Multi-Agent Harnesses: How Anthropic Built Apps That Code for Hours

Anthropic built a three-agent system that codes full-stack apps autonomously for hours. The key: separating generation from evaluation and making them argue. Here's how it works and when it's worth the $200 cost.

Multi-Agent Harnesses: How Anthropic Built Apps That Code for Hours

TL;DR

  • Anthropic built a three-agent system (planner, generator, evaluator) that autonomously codes full-stack apps over multi-hour sessions
  • Separating generation from evaluation fixes the self-grading problem — agents are terrible at judging their own work
  • The harness ran for 4+ hours and cost $124-200 per app, but produced working DAWs and game engines from one-sentence prompts
  • As models improve, harness complexity should decrease — Opus 4.6 eliminated the need for sprint decomposition that 4.5 required

The Big Picture

Getting Claude to build complete applications without human intervention has been a moving target. Early attempts hit ceilings fast: agents would lose coherence as context windows filled, praise mediocre work when asked to self-evaluate, and produce apps that looked impressive but broke the moment you clicked anything.

Prithvi Rajasekaran, an engineer on Anthropic's Labs team, spent months attacking this problem from two angles: frontend design (subjective, taste-driven) and autonomous coding (verifiable, correctness-driven). The breakthrough came from borrowing a concept from Generative Adversarial Networks: split the agent into a generator and an evaluator, then make them argue.
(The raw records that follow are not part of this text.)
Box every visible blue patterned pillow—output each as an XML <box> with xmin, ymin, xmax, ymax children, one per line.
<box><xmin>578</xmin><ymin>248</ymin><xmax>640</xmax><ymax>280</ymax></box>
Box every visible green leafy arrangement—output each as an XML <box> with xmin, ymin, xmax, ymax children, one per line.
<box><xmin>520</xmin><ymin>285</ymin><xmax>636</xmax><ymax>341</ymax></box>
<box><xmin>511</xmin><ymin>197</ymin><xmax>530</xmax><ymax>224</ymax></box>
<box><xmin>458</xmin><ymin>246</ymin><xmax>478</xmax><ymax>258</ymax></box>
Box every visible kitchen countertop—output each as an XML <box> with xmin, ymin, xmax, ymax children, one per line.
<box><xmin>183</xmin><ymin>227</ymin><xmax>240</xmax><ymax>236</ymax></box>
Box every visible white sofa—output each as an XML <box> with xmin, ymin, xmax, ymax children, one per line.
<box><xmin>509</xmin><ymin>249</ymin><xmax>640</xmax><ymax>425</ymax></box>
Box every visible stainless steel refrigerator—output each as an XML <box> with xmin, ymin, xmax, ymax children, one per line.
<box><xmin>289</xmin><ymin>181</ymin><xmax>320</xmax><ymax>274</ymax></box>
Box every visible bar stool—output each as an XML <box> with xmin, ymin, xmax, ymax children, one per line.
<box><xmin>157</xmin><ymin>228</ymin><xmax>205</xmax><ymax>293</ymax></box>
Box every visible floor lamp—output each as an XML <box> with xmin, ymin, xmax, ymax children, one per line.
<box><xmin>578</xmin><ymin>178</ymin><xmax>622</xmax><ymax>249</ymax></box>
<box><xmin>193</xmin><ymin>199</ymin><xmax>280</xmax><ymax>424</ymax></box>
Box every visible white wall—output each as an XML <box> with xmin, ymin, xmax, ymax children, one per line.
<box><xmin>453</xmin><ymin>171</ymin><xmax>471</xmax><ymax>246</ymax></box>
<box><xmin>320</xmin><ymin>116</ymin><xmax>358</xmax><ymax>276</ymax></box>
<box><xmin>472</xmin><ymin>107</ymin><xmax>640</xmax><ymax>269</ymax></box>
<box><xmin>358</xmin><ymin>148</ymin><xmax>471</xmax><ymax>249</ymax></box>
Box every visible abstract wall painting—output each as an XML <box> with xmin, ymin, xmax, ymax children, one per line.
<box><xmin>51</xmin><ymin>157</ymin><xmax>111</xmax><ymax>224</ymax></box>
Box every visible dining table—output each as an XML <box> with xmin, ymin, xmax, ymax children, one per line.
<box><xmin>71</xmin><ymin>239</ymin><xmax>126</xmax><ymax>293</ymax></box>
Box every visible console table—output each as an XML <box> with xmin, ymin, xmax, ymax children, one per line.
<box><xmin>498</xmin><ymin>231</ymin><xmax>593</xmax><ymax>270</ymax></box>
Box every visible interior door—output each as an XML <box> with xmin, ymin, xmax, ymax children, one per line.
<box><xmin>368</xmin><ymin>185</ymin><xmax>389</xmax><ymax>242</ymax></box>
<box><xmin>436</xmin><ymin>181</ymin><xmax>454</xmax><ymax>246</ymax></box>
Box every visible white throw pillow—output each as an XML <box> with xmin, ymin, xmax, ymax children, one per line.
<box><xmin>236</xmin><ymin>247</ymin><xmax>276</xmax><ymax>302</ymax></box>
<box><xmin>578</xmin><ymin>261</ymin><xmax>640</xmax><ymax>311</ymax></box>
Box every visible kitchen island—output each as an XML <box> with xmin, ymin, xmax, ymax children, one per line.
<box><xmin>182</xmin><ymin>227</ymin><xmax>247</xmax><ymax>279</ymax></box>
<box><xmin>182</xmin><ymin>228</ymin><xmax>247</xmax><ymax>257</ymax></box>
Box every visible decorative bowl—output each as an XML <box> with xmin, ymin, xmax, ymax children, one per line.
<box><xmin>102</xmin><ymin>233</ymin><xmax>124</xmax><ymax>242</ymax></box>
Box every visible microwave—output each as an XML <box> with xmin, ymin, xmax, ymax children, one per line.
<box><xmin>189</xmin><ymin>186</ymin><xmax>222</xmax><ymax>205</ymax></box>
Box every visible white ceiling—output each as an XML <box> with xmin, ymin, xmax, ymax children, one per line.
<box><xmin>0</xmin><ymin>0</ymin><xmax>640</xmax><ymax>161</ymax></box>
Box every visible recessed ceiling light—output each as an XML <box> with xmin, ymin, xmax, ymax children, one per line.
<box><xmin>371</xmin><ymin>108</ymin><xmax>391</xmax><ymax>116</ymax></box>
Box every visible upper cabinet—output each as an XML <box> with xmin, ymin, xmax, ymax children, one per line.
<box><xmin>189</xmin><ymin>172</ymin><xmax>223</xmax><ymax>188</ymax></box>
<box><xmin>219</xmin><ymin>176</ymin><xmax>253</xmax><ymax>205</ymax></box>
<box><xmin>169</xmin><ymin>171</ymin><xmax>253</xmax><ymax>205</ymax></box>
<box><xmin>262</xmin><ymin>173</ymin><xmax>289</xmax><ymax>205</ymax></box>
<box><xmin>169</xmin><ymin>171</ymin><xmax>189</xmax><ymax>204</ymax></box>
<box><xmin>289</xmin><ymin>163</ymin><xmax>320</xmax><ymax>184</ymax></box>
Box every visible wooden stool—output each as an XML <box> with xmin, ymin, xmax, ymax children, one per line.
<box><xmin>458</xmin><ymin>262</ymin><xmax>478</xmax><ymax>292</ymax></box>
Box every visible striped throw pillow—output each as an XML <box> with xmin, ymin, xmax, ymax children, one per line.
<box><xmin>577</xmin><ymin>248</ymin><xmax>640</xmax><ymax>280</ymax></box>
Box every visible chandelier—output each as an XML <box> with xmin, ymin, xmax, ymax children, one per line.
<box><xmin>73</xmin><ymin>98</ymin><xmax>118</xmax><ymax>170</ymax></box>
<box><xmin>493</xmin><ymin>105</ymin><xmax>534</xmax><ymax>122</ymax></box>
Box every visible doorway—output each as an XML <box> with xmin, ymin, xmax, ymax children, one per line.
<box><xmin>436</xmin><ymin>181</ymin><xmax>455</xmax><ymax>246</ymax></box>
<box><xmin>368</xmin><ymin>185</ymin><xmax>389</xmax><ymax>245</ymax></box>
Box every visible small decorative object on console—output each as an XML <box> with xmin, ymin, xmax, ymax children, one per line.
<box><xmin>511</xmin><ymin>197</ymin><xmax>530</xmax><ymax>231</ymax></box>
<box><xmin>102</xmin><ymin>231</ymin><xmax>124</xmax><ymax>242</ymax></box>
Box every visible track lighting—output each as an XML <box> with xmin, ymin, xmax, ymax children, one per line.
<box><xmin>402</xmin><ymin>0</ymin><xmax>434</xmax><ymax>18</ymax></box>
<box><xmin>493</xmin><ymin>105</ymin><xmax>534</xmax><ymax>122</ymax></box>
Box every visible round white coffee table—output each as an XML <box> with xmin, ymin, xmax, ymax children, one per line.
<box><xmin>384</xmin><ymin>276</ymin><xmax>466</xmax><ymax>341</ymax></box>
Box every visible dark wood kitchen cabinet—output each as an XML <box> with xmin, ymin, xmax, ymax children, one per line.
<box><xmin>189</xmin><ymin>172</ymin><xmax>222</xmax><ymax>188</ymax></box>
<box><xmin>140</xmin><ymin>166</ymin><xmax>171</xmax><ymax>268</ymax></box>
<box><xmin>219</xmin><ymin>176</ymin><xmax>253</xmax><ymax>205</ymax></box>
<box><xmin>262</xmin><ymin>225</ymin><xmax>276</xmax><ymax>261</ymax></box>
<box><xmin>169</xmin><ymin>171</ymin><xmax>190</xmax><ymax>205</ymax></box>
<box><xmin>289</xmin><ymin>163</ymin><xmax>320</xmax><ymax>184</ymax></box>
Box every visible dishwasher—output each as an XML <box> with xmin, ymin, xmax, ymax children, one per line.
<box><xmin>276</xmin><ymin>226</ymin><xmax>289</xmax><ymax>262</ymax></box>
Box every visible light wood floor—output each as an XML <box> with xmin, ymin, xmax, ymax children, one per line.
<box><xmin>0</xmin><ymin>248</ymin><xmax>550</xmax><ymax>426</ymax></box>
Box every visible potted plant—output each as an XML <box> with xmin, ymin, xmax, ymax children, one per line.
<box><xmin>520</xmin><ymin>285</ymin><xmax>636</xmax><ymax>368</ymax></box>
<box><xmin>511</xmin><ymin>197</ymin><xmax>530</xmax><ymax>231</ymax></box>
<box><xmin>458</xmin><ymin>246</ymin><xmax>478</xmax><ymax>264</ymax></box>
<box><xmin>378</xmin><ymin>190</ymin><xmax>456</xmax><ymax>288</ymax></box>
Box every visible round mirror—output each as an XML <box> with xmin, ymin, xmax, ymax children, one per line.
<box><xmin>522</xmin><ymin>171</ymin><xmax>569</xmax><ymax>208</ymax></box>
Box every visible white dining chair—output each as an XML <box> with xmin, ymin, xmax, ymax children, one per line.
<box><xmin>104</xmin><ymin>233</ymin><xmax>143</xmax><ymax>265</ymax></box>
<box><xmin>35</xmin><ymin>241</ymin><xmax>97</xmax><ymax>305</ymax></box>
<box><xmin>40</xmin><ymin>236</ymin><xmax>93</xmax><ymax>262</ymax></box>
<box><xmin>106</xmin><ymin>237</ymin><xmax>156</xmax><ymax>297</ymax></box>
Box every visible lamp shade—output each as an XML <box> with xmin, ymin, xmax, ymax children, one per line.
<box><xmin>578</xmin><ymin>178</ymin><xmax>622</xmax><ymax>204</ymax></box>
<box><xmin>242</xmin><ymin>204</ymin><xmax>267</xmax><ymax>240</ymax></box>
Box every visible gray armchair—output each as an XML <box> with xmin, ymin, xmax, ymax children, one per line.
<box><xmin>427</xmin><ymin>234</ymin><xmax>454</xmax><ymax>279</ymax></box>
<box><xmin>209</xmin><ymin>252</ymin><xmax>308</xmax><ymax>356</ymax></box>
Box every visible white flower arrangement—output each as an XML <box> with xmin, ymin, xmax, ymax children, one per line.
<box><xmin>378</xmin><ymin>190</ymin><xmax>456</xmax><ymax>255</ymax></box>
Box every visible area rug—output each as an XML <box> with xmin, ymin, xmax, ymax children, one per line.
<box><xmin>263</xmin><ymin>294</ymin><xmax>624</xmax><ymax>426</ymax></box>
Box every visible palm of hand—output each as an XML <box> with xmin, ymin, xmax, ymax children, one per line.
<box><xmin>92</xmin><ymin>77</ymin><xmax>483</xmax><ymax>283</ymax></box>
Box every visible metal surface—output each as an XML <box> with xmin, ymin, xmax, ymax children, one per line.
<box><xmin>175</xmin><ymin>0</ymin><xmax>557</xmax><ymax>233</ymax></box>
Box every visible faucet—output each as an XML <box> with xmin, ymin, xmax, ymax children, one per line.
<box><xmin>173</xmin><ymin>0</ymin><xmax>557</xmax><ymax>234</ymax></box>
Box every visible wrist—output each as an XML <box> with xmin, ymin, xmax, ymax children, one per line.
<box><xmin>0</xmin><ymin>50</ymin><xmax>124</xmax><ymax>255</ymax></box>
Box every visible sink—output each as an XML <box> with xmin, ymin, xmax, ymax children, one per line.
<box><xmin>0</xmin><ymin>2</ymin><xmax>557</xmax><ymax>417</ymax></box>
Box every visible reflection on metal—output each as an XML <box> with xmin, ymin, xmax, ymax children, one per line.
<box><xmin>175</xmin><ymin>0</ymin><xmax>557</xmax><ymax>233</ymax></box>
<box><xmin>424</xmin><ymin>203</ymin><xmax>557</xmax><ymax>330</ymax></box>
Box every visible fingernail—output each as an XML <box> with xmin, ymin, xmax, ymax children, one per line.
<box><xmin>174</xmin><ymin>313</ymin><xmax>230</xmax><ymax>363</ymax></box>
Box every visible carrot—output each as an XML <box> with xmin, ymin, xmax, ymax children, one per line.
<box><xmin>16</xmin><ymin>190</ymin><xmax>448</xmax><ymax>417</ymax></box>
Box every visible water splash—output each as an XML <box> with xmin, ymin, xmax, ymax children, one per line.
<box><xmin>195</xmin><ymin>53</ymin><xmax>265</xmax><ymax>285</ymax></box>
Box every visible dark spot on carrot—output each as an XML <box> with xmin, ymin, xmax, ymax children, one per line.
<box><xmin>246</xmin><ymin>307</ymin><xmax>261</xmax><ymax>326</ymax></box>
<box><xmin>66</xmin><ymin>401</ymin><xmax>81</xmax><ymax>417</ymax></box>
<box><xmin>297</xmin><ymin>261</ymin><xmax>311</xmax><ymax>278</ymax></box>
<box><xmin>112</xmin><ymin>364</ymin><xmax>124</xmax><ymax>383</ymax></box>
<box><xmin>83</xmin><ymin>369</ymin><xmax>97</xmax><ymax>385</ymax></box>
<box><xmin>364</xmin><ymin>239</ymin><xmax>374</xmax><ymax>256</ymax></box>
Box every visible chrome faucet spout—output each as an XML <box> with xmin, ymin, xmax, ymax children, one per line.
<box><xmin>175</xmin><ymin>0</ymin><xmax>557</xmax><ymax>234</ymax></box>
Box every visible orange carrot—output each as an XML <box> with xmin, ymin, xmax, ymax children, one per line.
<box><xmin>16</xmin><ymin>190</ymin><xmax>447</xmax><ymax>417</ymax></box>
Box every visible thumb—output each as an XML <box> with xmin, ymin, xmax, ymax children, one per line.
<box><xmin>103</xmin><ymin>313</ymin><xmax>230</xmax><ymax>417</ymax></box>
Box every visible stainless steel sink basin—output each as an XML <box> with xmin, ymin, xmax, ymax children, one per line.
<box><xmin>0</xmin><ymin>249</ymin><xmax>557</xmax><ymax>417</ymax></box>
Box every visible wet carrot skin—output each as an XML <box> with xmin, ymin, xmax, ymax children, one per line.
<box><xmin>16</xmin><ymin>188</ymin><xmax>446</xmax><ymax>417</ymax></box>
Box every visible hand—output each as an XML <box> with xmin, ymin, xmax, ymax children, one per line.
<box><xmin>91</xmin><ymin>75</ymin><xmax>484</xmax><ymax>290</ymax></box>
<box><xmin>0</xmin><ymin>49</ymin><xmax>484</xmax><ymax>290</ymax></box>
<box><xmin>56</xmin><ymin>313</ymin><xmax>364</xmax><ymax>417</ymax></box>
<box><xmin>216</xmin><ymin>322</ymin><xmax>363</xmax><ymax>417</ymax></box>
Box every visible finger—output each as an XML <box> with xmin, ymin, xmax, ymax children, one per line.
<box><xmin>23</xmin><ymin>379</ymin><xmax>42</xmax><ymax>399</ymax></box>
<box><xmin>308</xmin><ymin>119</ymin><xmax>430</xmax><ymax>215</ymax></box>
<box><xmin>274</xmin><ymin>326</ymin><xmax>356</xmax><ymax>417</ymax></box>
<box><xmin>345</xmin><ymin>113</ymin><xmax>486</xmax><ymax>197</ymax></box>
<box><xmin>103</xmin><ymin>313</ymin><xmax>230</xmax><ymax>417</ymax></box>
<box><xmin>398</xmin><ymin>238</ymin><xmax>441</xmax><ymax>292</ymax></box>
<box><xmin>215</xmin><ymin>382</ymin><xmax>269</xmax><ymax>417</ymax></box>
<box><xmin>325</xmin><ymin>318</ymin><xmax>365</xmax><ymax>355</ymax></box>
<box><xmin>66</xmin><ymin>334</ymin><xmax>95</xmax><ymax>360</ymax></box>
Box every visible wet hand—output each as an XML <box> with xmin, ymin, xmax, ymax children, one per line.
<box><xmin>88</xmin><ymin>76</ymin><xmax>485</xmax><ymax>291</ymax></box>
The result is a harness architecture that produces full-stack applications over 4-6 hour autonomous coding sessions. Feed it a one-sentence prompt like "build a retro game maker" and it expands that into a 16-feature spec, negotiates implementation contracts between agents, and ships a working app with sprite editors, level designers, and AI-assisted tooling baked in.

This isn't about waiting for better models to solve the problem. It's about building scaffolding that pushes current models past what they can do alone — then stripping that scaffolding back down as the models catch up.

How It Works

Why Single-Agent Approaches Fail

Two failure modes kept showing up in earlier work. First, models lose coherence on lengthy tasks as context windows fill. Claude Sonnet 4.5 exhibited "context anxiety" — it would start wrapping up work prematurely as it approached what it believed was its context limit. Context resets (clearing the window entirely and handing off state via structured artifacts) solved this, but added orchestration complexity and latency.

Second, self-evaluation is broken. Ask an agent to grade its own work and it confidently praises mediocre outputs. This is especially bad for subjective tasks like design, where there's no binary pass/fail check. But even on verifiable tasks, agents show poor judgment that tanks their performance.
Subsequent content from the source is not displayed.